Gen 2:5 does not mean there was no rain before the Flood, but only that it had not rained yet. There may have been springs of water (Gen 2:6, mist can also mean spring). There was a popular theory among creationists years ago that held that the earth was enveloped by a water vapor canopy up until the time of the Flood. This canopy was used to explain why there was no rain or rainbows before the Flood and even the longevity of pre-Flood humanity. However, subsequent computer modeling has shown that such a canopy would lead to a runaway greenhouse effect since water vapor is a greenhouse gas. 2  Consequently, most major creationists have abandoned the theory. Current thinking is that rainbows may have existed prior to the Flood, but were not instituted as part of a covenant until after the Flood (Gen 9:12-17). Sarfati emphasizes that bread and wine existed long before Jesus instituted the Lord’s Supper (Matt 26:26-29). Sarfati believes that the laws of nature were the same before and after the Flood: evaporation, precipitation, dispersion of light, etc.

Some have said that Gen 2:5 shows that the physical world operated by the same laws then as now (ordinary providence). Plants then needed rain and some needed cultivation, just as today. Hence, according to this reasoning, physical processes have operated according to uniformitarian assumptions (“the present is key to the past”), even as far back as Gen 1, and would be incompatible with the miraculous. Presumably, then, the formation of the earth and the life on it would have taken enormous periods of time to develop. However, miracles can occur during what would otherwise be considered ordinary providence. Miracles are additions to and not violations of ordinary providence. Jesus miraculously turned water into wine (John 2:1-11) yet gravity and people’s sense of taste were still operative.

The Creation of Adam

Genesis 2:7 (KJV):

7 And the LORD God formed man of the dust of the ground, and breathed into his nostrils the breath of life; and man became a living soul.
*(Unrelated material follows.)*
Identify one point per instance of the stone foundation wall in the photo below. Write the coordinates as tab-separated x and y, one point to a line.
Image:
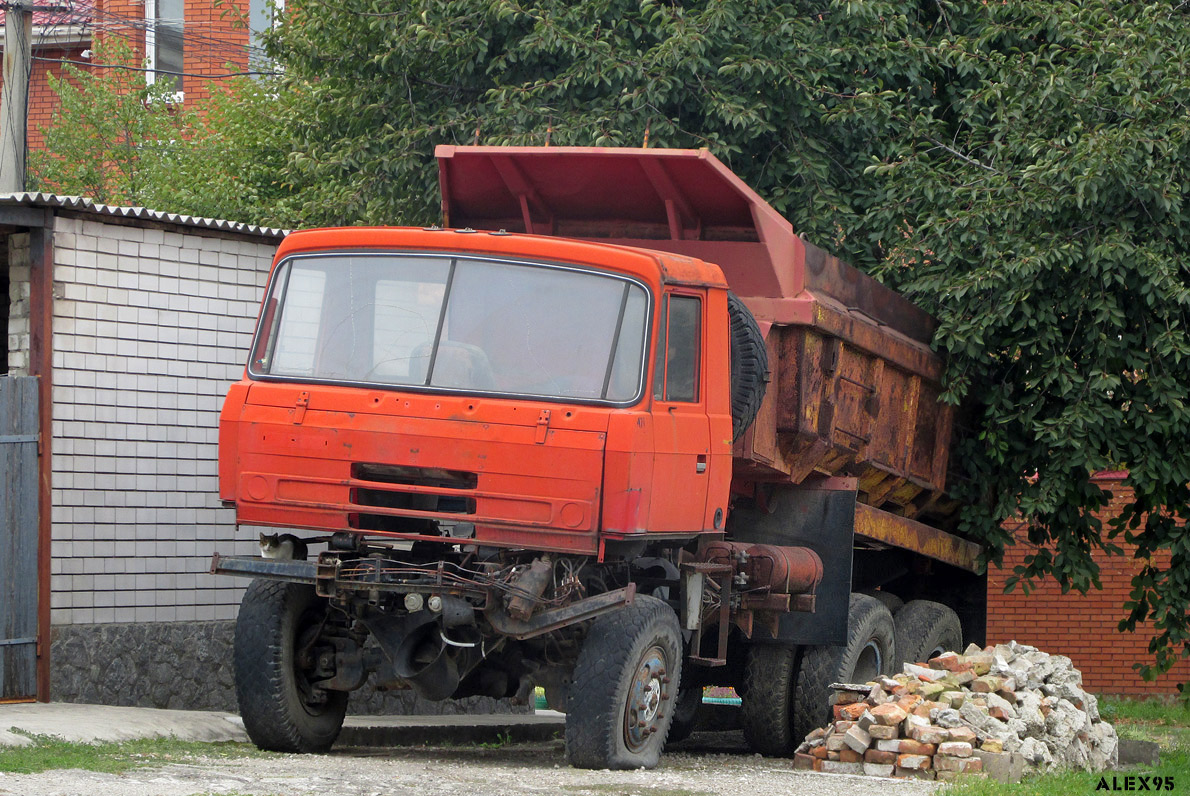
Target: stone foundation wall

Adam was created as an adult. Three different Hebrew verbs are used to describe the creation of Adam: asa (make, Gen 1:26), bara (create, Gen 1:27), and yatsar (form, Gen 2:7). God created man from dust, forming him as a potter would a clay vessel taking great personal care to detail. The Hebrew word bara does not always mean creation ex nihilo. God created man with pre-existing material. Man came alive when God breathed the breath of life into him (Gen 2:7). Presumably, God only did this with Adam perhaps indicating man’s special and unique status in creation.

That man became a living creature (or soul) as a direct result of God’s work does not agree with evolution. In Genesis, man is made directly from nonliving materials, not evolved from other animals. Dust is not a metaphor but literal dust (Gen 3:19):

Genesis 3:19 (ESV):

19 By the sweat of your face you shall eat bread, till you return to the ground, for out of it you were taken; for you are dust, and to dust you shall return.”

Thus the creation of man does not fit any evolutionary scenario.

Living creature or soul [Hebrew: nephesh chayyah - living (breathing) creatures (soul)] is the same phrase used to describe the vertebrates created on days 5 and 6.

What sets mankind apart from the animals is the fact that he was made in the image of God (Gen 1:26). Man has material (dust) and immaterial components (God’s breath of life). The nonmaterial aspect has been present since Adam and Eve were created and has been transmitted to all subsequent generations. The immortal soul is present from conception. Since God is eternal and we are made in His likeness, we too are eternal beings. Whether or not animals can have immortality is not addressed in scripture, but humans clearly can. It may be that humans have an immortal soul, while other animals have only an earthly one—we just don't know. Hence an embryo is fully human at every stage of development. Of course, this has direct bearing on the abortion issue. Psalm 51:5 shows human life begins at conception and that we have a sin nature from the start. Some have tried to use Gen 2:7 as justification for abortion saying the fetus is really not human until viable and fully formed. But Adam was unique in that he was created as an adult; the condition of Adam at the time he became alive and human can’t be applied to those who are born of women.

Some of have said that all that die as infants go to heaven. 2 Sam 12:23 does imply that David would see his dead child again in heaven. But Sarfati says that scripture does not actually say in any general way what is the eternal fate of children who die young.

Garden of Eden

Genesis 2:8-9 (ESV):

8 And the LORD God planted a garden in Eden, in the east, and there he put the man whom he had formed.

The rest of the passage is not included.